SNSの画像、チラシ、資料、サムネイル。このあたりは全部Canvaで完結します。速いし、きれいだし。
「プロはイラレを使うべき」みたいな空気、昔はあったと思うんですけど。今はもう、そういう時代じゃないです。速く出せることのほうが、価値が高い場面はたくさんあるので。
しんどかったところ
強いて言えば、細かい調整の自由度は下がります。「あと1ミリだけ」みたいな詰め方をしたいとき、ちょっともどかしい。
でも、たいていの場面では気にならないレベルです。
で、なぜロゴだけイラレなのか
理由は2つあります。
理由1:ロゴは、大きくなったり小さくなったりする
ロゴって、名刺にも載るし、看板にもなるし、封筒にも入ります。
そう、いろんな大きさで使うんです。
拡大しても輪郭が崩れないデータでないと困るんですよ。Canvaから書き出した画像を看板サイズに引き伸ばすと、ぼやけます。

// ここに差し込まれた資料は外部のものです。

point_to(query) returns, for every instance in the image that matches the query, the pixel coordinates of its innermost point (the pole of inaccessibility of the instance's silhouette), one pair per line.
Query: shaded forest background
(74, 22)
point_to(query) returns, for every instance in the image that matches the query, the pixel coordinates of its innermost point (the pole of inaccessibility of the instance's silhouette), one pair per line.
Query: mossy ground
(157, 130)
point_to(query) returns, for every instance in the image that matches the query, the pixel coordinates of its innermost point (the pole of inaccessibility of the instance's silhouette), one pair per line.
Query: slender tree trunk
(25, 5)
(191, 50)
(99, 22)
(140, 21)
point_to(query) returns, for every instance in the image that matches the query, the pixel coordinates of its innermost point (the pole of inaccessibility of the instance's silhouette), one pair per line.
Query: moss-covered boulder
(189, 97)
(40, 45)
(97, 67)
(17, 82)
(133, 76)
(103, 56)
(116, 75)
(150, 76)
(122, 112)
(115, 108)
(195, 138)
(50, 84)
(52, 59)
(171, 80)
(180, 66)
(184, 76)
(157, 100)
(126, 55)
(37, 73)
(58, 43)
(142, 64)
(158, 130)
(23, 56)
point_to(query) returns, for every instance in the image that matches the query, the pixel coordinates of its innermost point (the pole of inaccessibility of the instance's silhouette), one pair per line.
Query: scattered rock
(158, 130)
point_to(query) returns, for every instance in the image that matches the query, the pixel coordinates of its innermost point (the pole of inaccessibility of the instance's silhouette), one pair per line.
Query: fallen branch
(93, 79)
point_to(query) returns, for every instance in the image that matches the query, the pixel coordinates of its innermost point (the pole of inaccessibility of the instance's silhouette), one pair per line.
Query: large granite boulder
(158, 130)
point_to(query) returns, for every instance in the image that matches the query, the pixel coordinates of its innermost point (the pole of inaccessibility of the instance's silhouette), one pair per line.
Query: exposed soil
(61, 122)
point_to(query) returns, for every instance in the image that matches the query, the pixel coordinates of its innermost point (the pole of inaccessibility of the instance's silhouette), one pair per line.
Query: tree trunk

イラレで作るデータは、どれだけ拡大しても線がきれいなまま。「これから何年も、いろんなサイズで使うもの」だから、ここは譲れないんです。
理由2:Canvaで作ったロゴは、商標登録できない
こっちのほうが、たぶん重要です。
Canva公式が、はっきり書いています。
Canvaのテンプレートは誰でも使えるものなので、そこから作ったロゴに対して、あなたが持てる権利は「独占的なもの」にはなりません。だから商標として登録できない、と。
写真やイラストなどの素材も同じです。他のCanvaユーザーも同じ素材を自由に使えるので、「これはうちのものです」と主張できる状態にならないんですね。
(Canvaのヘルプセンターに「Canvaで作成したロゴの商標登録」というページがあります。気になる方は一度読んでみてください)
これ、何がこわいかというと。
ビジネスが軌道に乗ってきて、「そろそろ商標を取っておこうかな」と思ったときに、「あ、このロゴじゃダメだったのか」となることです。
ロゴを変えるのって、想像以上に大変です。
名刺、看板、パッケージ、SNS、ぜんぶ作り直し。
お客さまが覚えてくれた顔を、変えることにもなる。
最初の時点で選択肢を潰してしまうのは、もったいないなと思うんです。
ただし、抜け道はあります
Canvaでも、丸や四角などのシンプルな図形と、フォントだけを使って、ゼロからオリジナルを組み立てた場合は、登録できる可能性があるとされています。
逆に言うと、
- アイコンやイラスト素材を使った
- テンプレートをベースにした
- 色やフォントを変えただけ
これらは基本アウトです。「けっこうカスタマイズしたから大丈夫でしょ」は通用しないので、ここは注意です。
結局、あなたはどっちを使うべきか
判断はシンプルだと思っています。
Canvaでいい人
- とりあえず形にしたい
- 個人の活動・趣味の範囲
- あとで作り直してもいい
- 商標登録の予定はない
イラレ(かプロに依頼)にすべき人
- 会社・お店の看板を背負うロゴ
- 長く使うつもりがある
- いつか商標を取るかもしれない
- 印刷物や看板に大きく使う
「いつか商標を取るかもしれない」に少しでも心当たりがあるなら、最初からそっちで作っておくほうが、結果的にラクです。
最後に
Canvaは本当にいいツールです。わたしは毎日使っていますし、これがなかったら仕事が回りません。
ただ、道具には向いてる仕事と向いてない仕事があるというだけの話で。
ロゴは、これから何年も、あなたの顔として使うものです。そこだけは、ちょっと立ち止まって考えてもいいんじゃないかなと思います。
ではでは、また。
※この記事は、実際に使ったうえでの個人的な感想です。
※商標登録の可否については、最終的には特許庁の判断になります。心配な方は専門家にご相談ください。